A new era of content ownership | Philanthropy in less wealthy communities | The “no angel” narrative

A new era of content ownership: Substack, an online newsletter platform, is paying its writers directly, says Ben Smith in the New York Times. It’s part of a new era of content ownership — Platforms like Substack, Patreon and Cameo are allowing content creators and performers to own their own content and make money directly from their audience. Substack is doing so by paying advances to some of their most popular newsletter writers, taking the majority of the money that they make from subscription fees in return. Substack has competitors like the platform Ghost, which charges a flat fee per month rather than paying advances. Whatever the platform, however, “the new media economy promises both to make some writers rich and to turn others into the content-creation equivalent of Uber drivers,” writes Smith. 

Philanthropy in less wealthy communities: As philanthropy grows as a funding mechanism for local journalism, people have wondered if the same model will work for less wealthy communities.
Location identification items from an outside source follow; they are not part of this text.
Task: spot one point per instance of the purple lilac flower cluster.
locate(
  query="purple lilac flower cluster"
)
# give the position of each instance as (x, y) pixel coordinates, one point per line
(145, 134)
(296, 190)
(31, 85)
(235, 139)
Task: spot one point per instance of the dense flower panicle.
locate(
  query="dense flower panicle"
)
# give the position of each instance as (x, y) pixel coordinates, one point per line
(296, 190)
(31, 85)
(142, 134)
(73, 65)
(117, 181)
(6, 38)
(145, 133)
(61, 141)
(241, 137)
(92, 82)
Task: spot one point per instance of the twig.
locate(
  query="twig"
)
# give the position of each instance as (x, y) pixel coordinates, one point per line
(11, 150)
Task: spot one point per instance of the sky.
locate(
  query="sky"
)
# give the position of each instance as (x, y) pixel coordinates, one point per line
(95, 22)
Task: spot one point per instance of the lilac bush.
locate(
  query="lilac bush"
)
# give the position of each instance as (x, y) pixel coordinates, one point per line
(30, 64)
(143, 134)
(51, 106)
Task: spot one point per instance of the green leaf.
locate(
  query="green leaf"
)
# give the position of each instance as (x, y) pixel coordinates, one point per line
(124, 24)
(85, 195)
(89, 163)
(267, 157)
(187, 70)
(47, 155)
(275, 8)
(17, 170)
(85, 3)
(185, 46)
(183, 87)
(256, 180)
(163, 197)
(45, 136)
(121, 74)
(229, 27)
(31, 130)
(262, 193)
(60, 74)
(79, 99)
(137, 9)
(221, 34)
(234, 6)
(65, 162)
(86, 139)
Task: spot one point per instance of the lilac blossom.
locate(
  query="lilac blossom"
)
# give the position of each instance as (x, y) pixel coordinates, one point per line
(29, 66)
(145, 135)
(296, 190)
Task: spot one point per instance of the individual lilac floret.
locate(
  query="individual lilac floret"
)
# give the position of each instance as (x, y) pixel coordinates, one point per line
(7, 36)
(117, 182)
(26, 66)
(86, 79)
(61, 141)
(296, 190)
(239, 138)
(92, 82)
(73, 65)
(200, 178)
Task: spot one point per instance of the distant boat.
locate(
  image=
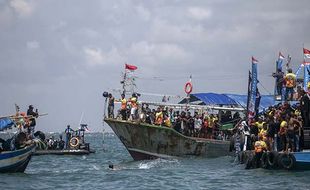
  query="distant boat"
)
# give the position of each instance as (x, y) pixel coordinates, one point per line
(17, 160)
(144, 141)
(14, 160)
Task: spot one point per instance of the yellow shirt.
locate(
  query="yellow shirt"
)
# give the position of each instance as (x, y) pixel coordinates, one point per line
(259, 125)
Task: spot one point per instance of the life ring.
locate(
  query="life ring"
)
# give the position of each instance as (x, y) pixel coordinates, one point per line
(249, 162)
(264, 160)
(272, 159)
(287, 161)
(74, 142)
(188, 88)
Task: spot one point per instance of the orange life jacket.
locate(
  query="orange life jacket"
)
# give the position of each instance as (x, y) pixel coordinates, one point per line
(259, 146)
(134, 102)
(159, 118)
(290, 80)
(123, 104)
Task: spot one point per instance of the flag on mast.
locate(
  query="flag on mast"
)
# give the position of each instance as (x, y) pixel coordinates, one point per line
(252, 95)
(306, 53)
(280, 61)
(130, 67)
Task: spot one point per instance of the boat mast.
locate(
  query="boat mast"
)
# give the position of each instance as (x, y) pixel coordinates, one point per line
(128, 82)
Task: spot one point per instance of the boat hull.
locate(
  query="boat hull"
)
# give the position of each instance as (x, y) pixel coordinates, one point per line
(63, 152)
(15, 161)
(144, 141)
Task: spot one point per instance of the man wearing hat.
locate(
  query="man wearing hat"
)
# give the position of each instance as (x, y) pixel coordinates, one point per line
(305, 106)
(33, 115)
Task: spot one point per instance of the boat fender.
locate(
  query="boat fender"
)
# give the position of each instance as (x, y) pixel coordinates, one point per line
(243, 157)
(249, 162)
(264, 160)
(188, 88)
(74, 142)
(287, 161)
(272, 159)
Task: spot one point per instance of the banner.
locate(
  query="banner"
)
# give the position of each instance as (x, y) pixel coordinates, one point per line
(130, 67)
(306, 68)
(252, 97)
(306, 75)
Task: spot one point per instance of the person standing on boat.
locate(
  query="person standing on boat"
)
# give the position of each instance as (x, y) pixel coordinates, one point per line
(260, 147)
(68, 135)
(305, 108)
(290, 83)
(32, 121)
(123, 110)
(111, 106)
(134, 107)
(279, 75)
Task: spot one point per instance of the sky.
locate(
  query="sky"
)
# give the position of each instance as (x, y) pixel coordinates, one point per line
(60, 56)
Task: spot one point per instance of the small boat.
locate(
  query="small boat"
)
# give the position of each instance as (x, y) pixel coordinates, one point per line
(76, 144)
(63, 152)
(17, 160)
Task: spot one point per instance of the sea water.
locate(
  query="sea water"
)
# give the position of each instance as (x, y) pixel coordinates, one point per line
(92, 172)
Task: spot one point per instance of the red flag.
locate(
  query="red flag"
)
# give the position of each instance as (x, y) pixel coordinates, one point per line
(306, 53)
(254, 60)
(130, 67)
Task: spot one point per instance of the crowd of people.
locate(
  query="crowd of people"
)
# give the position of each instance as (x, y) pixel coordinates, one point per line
(190, 123)
(288, 85)
(279, 128)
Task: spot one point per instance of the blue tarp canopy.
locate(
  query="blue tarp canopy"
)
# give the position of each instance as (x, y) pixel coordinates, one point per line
(228, 100)
(5, 123)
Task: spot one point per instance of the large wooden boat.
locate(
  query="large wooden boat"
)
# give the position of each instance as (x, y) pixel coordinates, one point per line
(144, 141)
(17, 160)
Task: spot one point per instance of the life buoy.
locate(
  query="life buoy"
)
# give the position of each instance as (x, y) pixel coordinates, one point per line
(74, 142)
(188, 88)
(287, 161)
(272, 159)
(264, 160)
(243, 157)
(249, 162)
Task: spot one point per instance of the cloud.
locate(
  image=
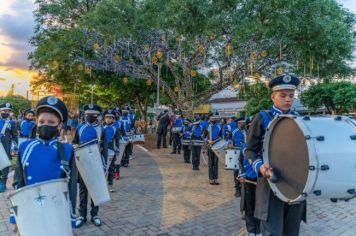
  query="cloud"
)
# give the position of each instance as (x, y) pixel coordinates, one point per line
(16, 28)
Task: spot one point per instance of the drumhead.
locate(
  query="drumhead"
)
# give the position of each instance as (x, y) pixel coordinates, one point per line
(288, 156)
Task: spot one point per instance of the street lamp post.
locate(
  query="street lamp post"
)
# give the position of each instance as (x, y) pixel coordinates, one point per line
(158, 80)
(92, 93)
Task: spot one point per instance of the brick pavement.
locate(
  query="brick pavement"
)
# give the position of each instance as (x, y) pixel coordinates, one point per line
(161, 195)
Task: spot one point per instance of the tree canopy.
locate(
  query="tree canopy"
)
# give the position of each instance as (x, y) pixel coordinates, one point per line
(201, 46)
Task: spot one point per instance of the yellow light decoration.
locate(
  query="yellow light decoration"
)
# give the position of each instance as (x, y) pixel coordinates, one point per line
(193, 73)
(253, 56)
(125, 80)
(117, 58)
(257, 76)
(229, 49)
(146, 47)
(159, 54)
(55, 64)
(201, 49)
(213, 36)
(264, 53)
(96, 45)
(280, 71)
(154, 60)
(149, 82)
(80, 67)
(88, 70)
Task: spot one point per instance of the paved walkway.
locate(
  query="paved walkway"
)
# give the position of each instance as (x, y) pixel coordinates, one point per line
(160, 195)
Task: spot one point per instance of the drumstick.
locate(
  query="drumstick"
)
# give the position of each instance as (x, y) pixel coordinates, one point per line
(247, 181)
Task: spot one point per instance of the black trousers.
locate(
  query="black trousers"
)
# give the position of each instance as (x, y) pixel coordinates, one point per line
(3, 175)
(177, 143)
(111, 172)
(213, 165)
(186, 153)
(83, 204)
(162, 137)
(236, 181)
(283, 219)
(253, 225)
(128, 152)
(196, 150)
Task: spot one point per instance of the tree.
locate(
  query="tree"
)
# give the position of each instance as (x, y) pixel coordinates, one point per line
(18, 102)
(337, 97)
(259, 98)
(221, 42)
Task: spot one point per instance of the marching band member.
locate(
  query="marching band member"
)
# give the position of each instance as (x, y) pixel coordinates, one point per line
(27, 126)
(229, 128)
(127, 124)
(213, 134)
(163, 123)
(45, 158)
(248, 179)
(112, 135)
(187, 133)
(177, 126)
(8, 134)
(197, 134)
(277, 217)
(119, 127)
(86, 132)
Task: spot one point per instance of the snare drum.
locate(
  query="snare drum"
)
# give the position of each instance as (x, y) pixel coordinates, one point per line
(219, 148)
(311, 157)
(90, 167)
(111, 155)
(43, 209)
(198, 142)
(4, 158)
(232, 159)
(176, 129)
(138, 139)
(186, 142)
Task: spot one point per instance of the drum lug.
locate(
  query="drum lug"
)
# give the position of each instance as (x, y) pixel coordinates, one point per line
(317, 192)
(324, 167)
(351, 191)
(338, 118)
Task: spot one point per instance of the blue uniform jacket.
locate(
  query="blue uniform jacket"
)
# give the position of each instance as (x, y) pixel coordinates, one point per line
(40, 161)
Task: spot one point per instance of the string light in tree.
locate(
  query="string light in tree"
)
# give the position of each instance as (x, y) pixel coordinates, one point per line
(280, 71)
(149, 82)
(264, 53)
(125, 80)
(201, 49)
(117, 58)
(96, 46)
(212, 36)
(229, 49)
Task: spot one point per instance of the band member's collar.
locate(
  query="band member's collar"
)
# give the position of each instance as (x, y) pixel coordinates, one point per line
(276, 111)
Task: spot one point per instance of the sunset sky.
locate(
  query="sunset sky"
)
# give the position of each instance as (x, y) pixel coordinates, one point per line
(16, 28)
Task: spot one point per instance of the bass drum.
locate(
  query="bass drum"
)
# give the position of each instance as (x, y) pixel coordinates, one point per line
(219, 148)
(42, 209)
(311, 157)
(124, 141)
(232, 158)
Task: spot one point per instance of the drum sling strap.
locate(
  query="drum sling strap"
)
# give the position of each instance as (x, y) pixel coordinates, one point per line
(64, 163)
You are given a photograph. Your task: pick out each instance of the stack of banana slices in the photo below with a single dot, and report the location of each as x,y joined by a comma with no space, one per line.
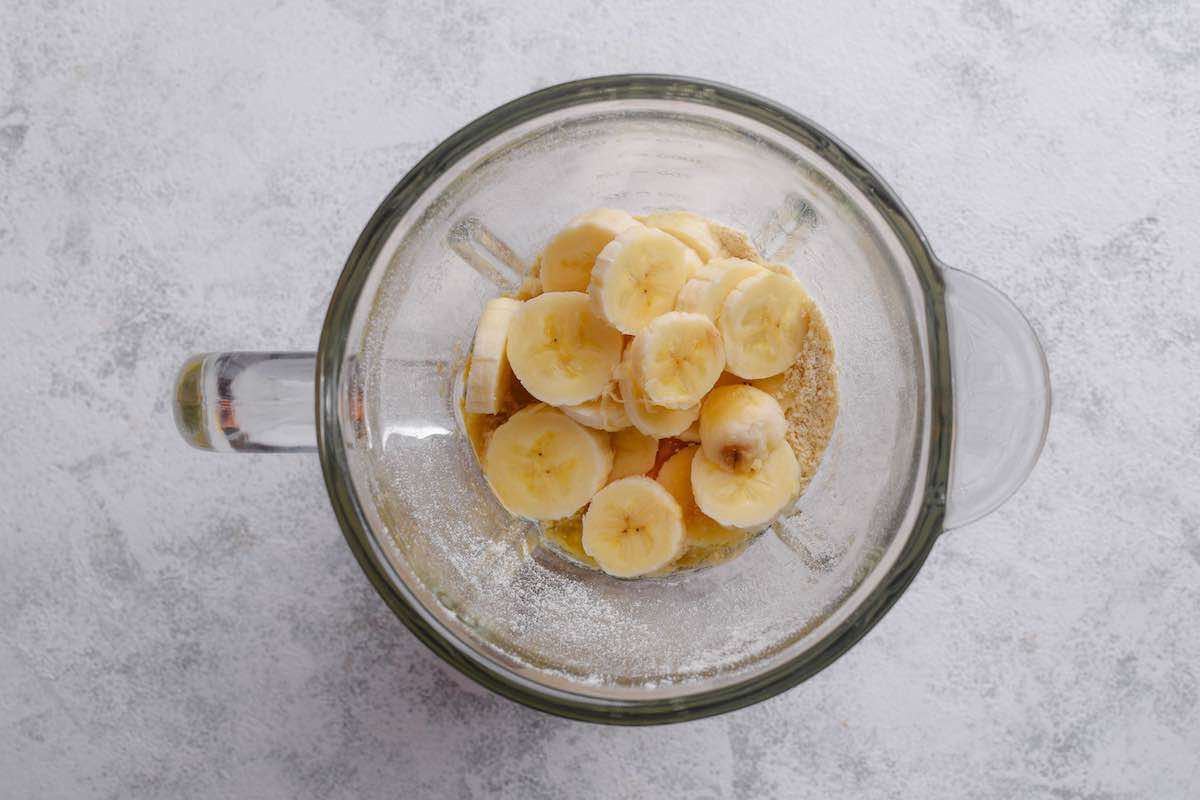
639,352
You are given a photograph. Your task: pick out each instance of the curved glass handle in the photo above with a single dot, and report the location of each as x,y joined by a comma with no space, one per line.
249,402
1001,397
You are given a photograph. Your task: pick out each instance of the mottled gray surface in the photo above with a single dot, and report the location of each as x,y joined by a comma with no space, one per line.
178,624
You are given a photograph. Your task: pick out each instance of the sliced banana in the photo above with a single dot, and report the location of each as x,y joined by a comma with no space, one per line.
739,426
677,359
561,350
633,527
652,420
605,413
689,228
702,530
490,376
763,322
735,242
706,292
633,453
544,465
637,276
568,259
750,499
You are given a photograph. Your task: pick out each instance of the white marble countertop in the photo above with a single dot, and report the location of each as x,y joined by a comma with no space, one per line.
191,178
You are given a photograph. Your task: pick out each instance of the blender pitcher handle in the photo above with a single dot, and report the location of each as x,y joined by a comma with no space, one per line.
249,402
1001,397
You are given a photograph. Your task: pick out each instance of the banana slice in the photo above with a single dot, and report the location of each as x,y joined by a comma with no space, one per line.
735,242
675,475
490,377
633,453
706,292
652,420
561,350
677,359
544,465
605,413
568,259
689,228
637,276
739,426
633,527
763,323
750,499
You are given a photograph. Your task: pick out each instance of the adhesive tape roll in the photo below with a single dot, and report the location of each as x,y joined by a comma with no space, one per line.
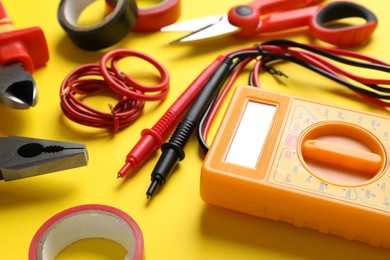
115,26
83,222
153,18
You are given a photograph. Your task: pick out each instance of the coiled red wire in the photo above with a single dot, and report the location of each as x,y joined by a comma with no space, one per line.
132,95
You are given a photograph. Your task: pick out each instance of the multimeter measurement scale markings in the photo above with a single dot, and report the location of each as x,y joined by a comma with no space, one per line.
289,171
316,165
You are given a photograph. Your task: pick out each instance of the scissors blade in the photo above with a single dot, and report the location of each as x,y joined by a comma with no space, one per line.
219,29
192,25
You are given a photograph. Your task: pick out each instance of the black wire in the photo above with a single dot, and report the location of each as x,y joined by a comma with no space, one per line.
268,56
328,75
239,56
379,67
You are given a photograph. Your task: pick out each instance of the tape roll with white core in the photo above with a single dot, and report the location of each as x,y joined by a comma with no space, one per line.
85,222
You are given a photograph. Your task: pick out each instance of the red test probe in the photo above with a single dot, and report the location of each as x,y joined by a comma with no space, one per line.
21,51
152,139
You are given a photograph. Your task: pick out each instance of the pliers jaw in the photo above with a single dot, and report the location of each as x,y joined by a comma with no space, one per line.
17,87
22,157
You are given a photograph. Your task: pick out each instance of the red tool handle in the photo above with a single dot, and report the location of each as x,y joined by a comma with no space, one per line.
315,17
27,46
247,17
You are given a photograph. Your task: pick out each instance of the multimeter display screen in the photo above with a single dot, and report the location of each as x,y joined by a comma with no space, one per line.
251,134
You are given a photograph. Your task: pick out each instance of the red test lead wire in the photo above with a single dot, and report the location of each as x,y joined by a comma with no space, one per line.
152,139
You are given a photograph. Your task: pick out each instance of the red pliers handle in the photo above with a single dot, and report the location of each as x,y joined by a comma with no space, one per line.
27,46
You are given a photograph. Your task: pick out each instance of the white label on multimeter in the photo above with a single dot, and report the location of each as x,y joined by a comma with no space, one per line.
251,134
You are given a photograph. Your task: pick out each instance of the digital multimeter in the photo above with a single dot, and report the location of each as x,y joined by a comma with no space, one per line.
312,164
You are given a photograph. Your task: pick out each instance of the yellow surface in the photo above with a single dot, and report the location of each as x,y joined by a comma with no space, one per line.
176,224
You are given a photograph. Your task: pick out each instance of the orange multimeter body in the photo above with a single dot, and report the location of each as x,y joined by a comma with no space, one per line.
312,164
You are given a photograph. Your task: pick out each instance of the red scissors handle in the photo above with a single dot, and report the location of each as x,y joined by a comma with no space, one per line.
247,17
316,17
To the surprise of some, it works just fine, write Lauren McKown and Jimmy Martinez in Poynter. A new study from Report for America looks into the results of fundraising campaigns across local news organizations in communities of varying degrees of wealth. As it turns out, papers in areas with limited financial resources are still able to successfully fundraise at a level on par with that of wealthier communities. The study shows that grassroots donations grew in the past year at a much higher rate than larger gifts. This demonstrates that when papers provide a value to the community and are trusted, the residents who rely on them for information are motivated to give back, say the authors. 

The “no angel” narrative: As the trial of Derek Chauvin continues, right wing media is taking a “no angel” angle that they often take in cases of racial justice like these, says Margaret Sullivan in the Washington Post. Fox News hosts are calling it the “George Floyd trial” and focusing their conversation around Floyd’s drug use and history, going so far as to misreport the results of the autopsies which clearly stated that the cause of death was Chauvin’s knee-to-neck restraint. Tucker Carlson, Ann Coulter and company continue to victim blame, defend Chauvin and mock the racial-justice movement, using their reporting as “racist smears” — and it’s time for that type of narrative to die, Sullivan says.